Three takeaways for anyone reading scientific results:
- Demand effect sizes alongside p-values. A statistically significant 0.1% improvement in something is much less interesting than a marginally non-significant 30% improvement.
- Prefer replicated results to single-study p-values. A finding confirmed in three independent labs is dramatically stronger evidence than a single p < 0.001 from one team.
- Watch for the prior. In fields with low base rates of true effects (drug discovery, parapsychology, much of biomedical research), even small p-values translate to weak posterior beliefs.
The p-value is a measurement instrument. Like any instrument, it produces numbers that need to be interpreted in context. Confusing the reading on the dial with the underlying quantity is one of the most expensive errors in modern science — and it’s one that nearly every working scientist has made at some point.
The problem is not the mathematics. The problem is that a precisely defined statistical quantity got pressed into service as a proxy for a much more general question — “did this effect really happen?” — that requires considerably more than one number to answer.
If there’s one habit worth cultivating: when you read “the result was significant (p < 0.05),” translate it mentally to “the result was somewhat surprising under the null.” That’s what the math actually says.
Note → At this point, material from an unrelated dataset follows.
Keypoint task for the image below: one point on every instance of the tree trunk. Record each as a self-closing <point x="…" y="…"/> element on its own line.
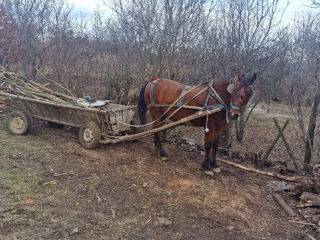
<point x="240" y="126"/>
<point x="311" y="129"/>
<point x="225" y="140"/>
Everything beyond that is interpretation.
Frequently asked
Is a low p-value the same as a true result?
No. A p-value of 0.01 means: assuming the null hypothesis is true, the data would look this extreme or more about 1% of the time. It does not mean there's a 99% chance your hypothesis is true. The probability you actually want — the probability the hypothesis is true given the data — requires Bayes' theorem and the prior probability of your hypothesis.
Why is 0.05 the threshold?
Because R. A. Fisher, in 1925, suggested it as a 'convenient' cutoff for routine work. He explicitly warned against treating it as a universal rule. The threshold has no mathematical or philosophical justification — it is a historical accident that calcified into convention.
What's wrong with p-hacking?
When researchers run many tests, try different statistical models, or report only successful comparisons, they inflate their false-positive rate. A 5% p-value cutoff applied 20 times produces, on average, one significant result by pure chance even if every hypothesis is wrong. The result looks statistically valid but isn't.